Mai nel commercio tra privati ci siamo sognati di conferire validità giuridica ai soli documenti assolutamente sicuri! Un telefax è sicuro? Una sottoscrizione non può esser forse falsificata? Il testamento olografo è forse immodificabile e inalterabile? E perchè mai allora da decenni la tradizione giuridica conferisce validità a questi documenti nel commercio tra privati?

Si ricorda, infine, che il nostro ordinamento giuridico prevede, per molte contrattazioni rilevanti anche nel mondo telematico, la “forma scritta” (specifica approvazione per iscritto delle clausole vessatorie, informativa scritta per il consumatore, consenso scritto per il trattamento dei dati personali sensibili etc.): anzi, per l’approvazione di clausole e condizioni della maggioranza dei contratti relativi a fornitura di prodotti e servizi offerti sulla rete internet è necessaria la forma scritta! E allora o si elimina l’art. 2 comma 3 del Codice e il Codice si rivolgerà più propriamente ai suoi reali destinatari (e cioè le povere P.A. impelagate in un ostinato progetto di difficile innovazione tecnologica) oppure queste “innovazioni” legislative devono essere meditate di più prima di buttare all’aria in continuazione norme emanate appena qualche anno prima (e anche quelle salutate allora come ultimo ritrovato legislativo per il progresso tecnologico).

avv. Andrea Lisi
www.studiodl.it
www.scint.it

Le note al testo

(1) In verità, il nuovo Codice riporta numerose incongruenze anche in seno alle stesse definizioni di firma elettronica e autenticazione.
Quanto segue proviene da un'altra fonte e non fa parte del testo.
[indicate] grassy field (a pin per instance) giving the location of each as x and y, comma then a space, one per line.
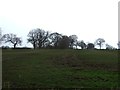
60, 68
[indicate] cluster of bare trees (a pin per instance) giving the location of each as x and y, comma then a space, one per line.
44, 39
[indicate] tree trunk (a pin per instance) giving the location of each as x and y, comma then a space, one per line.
15, 45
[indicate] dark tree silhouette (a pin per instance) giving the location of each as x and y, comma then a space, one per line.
90, 46
99, 42
12, 38
54, 39
73, 40
42, 37
38, 37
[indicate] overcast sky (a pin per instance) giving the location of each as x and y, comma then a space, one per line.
88, 19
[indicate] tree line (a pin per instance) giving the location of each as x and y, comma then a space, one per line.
40, 38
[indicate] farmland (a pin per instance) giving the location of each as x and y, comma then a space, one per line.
57, 68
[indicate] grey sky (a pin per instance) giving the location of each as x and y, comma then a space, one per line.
88, 19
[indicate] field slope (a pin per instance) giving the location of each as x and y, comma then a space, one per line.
60, 68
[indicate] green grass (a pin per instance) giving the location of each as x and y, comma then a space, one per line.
60, 68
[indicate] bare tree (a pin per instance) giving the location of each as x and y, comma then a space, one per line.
12, 38
38, 37
54, 39
99, 42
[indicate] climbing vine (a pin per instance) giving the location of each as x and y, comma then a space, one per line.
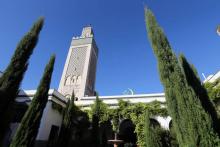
134, 112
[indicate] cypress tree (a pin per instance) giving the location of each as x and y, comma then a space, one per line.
13, 75
192, 124
28, 129
193, 80
152, 139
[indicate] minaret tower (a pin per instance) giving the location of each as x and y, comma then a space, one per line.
79, 71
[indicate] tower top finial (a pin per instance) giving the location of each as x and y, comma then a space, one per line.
87, 31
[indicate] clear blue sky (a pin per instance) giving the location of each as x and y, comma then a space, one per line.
126, 59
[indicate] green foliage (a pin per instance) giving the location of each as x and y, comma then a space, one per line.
13, 75
152, 138
74, 129
194, 82
213, 89
28, 129
192, 124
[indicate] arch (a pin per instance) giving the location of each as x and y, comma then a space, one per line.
126, 131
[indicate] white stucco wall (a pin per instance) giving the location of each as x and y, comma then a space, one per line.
50, 117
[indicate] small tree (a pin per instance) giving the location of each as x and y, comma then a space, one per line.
28, 129
152, 139
66, 128
13, 75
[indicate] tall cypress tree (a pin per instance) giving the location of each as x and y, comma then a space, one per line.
28, 129
152, 139
67, 125
13, 75
192, 124
193, 80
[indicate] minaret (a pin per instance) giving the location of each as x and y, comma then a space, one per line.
79, 71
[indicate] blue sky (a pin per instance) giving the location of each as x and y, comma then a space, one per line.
125, 59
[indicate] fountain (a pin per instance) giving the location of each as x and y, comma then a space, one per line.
115, 125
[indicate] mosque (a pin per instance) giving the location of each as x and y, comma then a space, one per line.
78, 77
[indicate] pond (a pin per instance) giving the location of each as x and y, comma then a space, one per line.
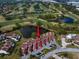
28, 30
Ora la firma elettronica leggera non avrebbe più nulla a che fare con il concetto di autenticazione che va a coincidere con quello di validazione. Secondo l’art. 1 del Codice l’autenticazione è “la validazione dell’identificazione informatica effettuata attraverso opportune tecnologie al fine di garantire la sicurezza dell’accesso”. Definizione differente da quella riportata dalla recentissima normativa in materia di privacy (D.Lgs. 196/2003), alla quale lo stesso Codice delle Pubbliche Amministrazioni si riporta (infatti, nell’ultimo comma dell’art. 17, dedicato agli aspetti formali del documento informatico, si legge testualmente “restano ferme le disposizioni di legge in materia di protezione dei dati personali”). Per il Codice Privacy l’autenticazione è invece “l’insieme degli strumenti elettronici e delle procedure per la verifica anche indiretta dell’identità” (art. 4 del Codice Privacy). Per il nuovo Codice delle Amministrazioni Digitali, inoltre, “l’identificazione consisterebbe nell’insieme di dati attribuiti in modo esclusivo ed univoco ad un soggetto che ne distinguono l’identità nei sistemi informativi”. Ecco il risultato: un guazzabuglio di definizioni differenti che mettono in crisi qualsiasi lettore, giurista o tecnico che sia!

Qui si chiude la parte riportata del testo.